Das vorliegende Heft von Gesundheit braucht Politik (bitte entschuldigt, dass es leider etwas verspätet herausgekommen ist) beschäftigt sich mit der Digitalisierung der Medizin. Unbestreitbar hat diese ihre Vorteile, stellt sie einen Fortschritt gegenüber früheren Zeiten dar. Das sehen wir täglich in Klinik und Praxis. Aber die Digitalisierung der Medizin birgt auch bis heute kaum absehbare Risiken. Kritiklos wird heute von der Politik, der Wirtschaft und neuerdings auch dem deutschen Ärztetag die totale Digitalisierung des Gesundheitswesens als Zukunftsvision gepriesen. Bezeichnend ist, dass vielfach von Gesundheitswirtschaft gesprochen wird, wenn das Gesundheitswesen, also die medizinische Versorgung der PatientInnen, gemeint ist. Gesundheitswirtschaft aber ist, völlig unabhängig vom konkreten Nutzen für den PatientInnen, ein Zukunftsmarkt mit gigantischen, heute noch gar nicht absehbaren finanziellen Möglichkeiten. Interessant ist hierzu das im vorliegenden Heft abgedruckte Eckpunktepapier des Bundeswirtschaftsministeriums und die Kritik der »Datenschützer Rhein-Main« daran.
Das Wirtschaftsministerium gibt sich gar nicht mehr die sonst von der Politik gepflegte Mühe, die Interessen der Wirtschaft mit den Interessen der PatientInnen gleichzusetzen. Alles, was technisch denkbar und möglich ist, soll gemacht werden, ob es nun konkreten Nutzen bringt oder nicht. Theo Weichert, der ehemalige Datenschutzbeauftragte von Schleswig Holstein, beschreibt in seinem Beitrag, wie sensibel medizinische Daten sind und wie problematisch es ist, wenn Daten praktisch unbegrenzt verfügbar sind. Diese sensitiven Daten, einmal elektronisch abgespeichert, sind praktisch nicht mehr löschbar und auf Dauer mit dem Leben des Patienten oder der Patientin verbunden. Das Arzt- bzw. PatientInnengeheimnis wird damit leicht zur Illusion. Natürlich kann und soll man, wie es der vergangene Ärztetag getan hat, die völlige Verfügung der PatientInnen über ihre Daten fordern. Nur fragt sich, wie diese Kontrolle in der Praxis umgesetzt werden soll.
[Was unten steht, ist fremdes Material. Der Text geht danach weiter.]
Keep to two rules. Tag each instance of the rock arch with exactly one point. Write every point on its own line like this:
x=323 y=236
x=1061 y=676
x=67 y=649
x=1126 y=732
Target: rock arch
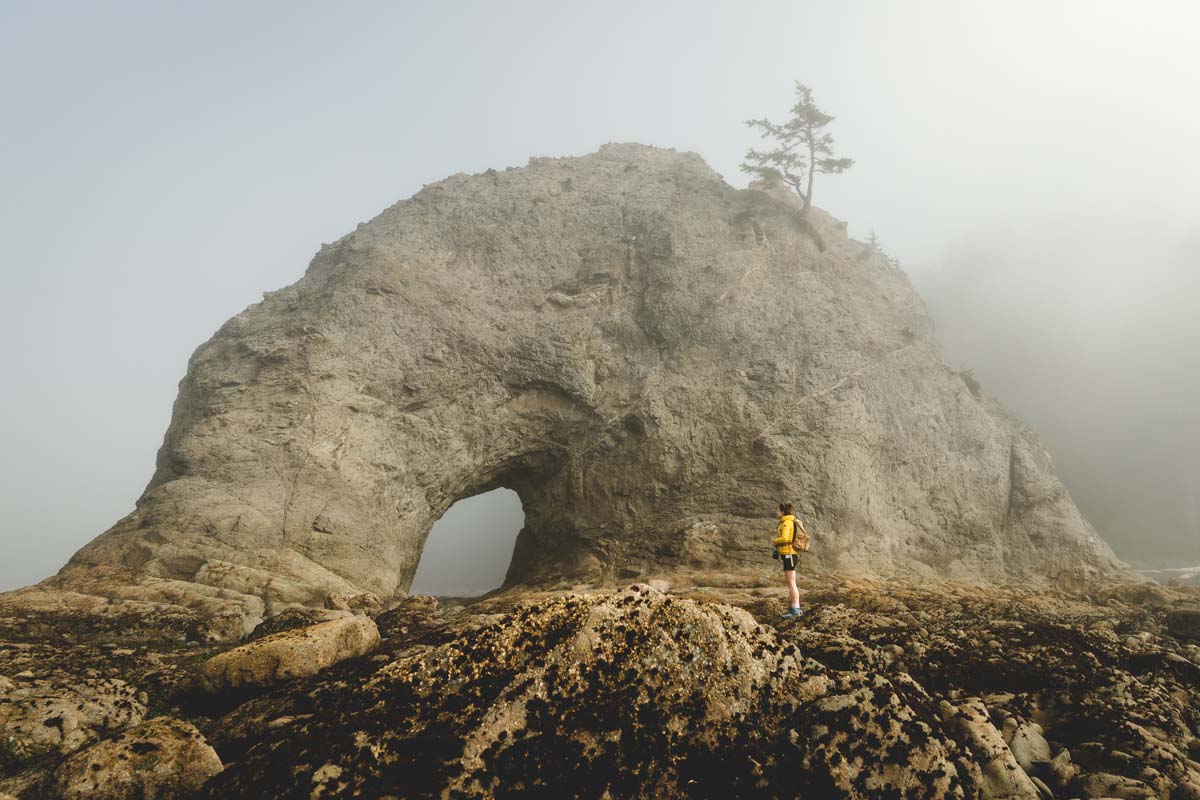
x=599 y=335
Weichert weist ebenfalls darauf hin, dass mit dem digitalen Erfassen von PatientInnendaten ein mehr oder weniger verdecktes Sammeln von Daten für wissenschaftliche aber auch kommerzielle Auswertungen verbunden ist. Dringend notwendig sind deshalb öffentliche Standards und Zertifizierungsverfahren für das Speichern medizinischer Daten. Von diesen Standards aber sind wir noch weit entfernt.
Rudolf Bauer und Winfried Deiss beschreiben die Geschichte der elektronischen Gesundheits-Karte als die Geschichte einer Politik von Zuckerbrot und Peitsche. Flächendeckend eingesetzt werden soll die E-Card bis zum Ende dieses Jahres, doch gibt es immer noch einen Streit über die Kosten der Konnektoren, mithilfe derer die Praxen den Zugang zur Telematikinfrastruktur (TI) erhalten. Ein interessanter Aspekt der ECard bzw. aller PatientInnen-Verwaltungsprogramme ist der mögliche Datenmissbrauch. Vielfach ist es möglich, dass die Firmen, die die Software- und Computerwartung durchführen, vollen Zugriff auf PatientInnendaten haben. Zwar sind diese natürlich zur Verschwiegenheit verpflichtet, kontrolliert wird ihr Datenmanagement bisher nicht.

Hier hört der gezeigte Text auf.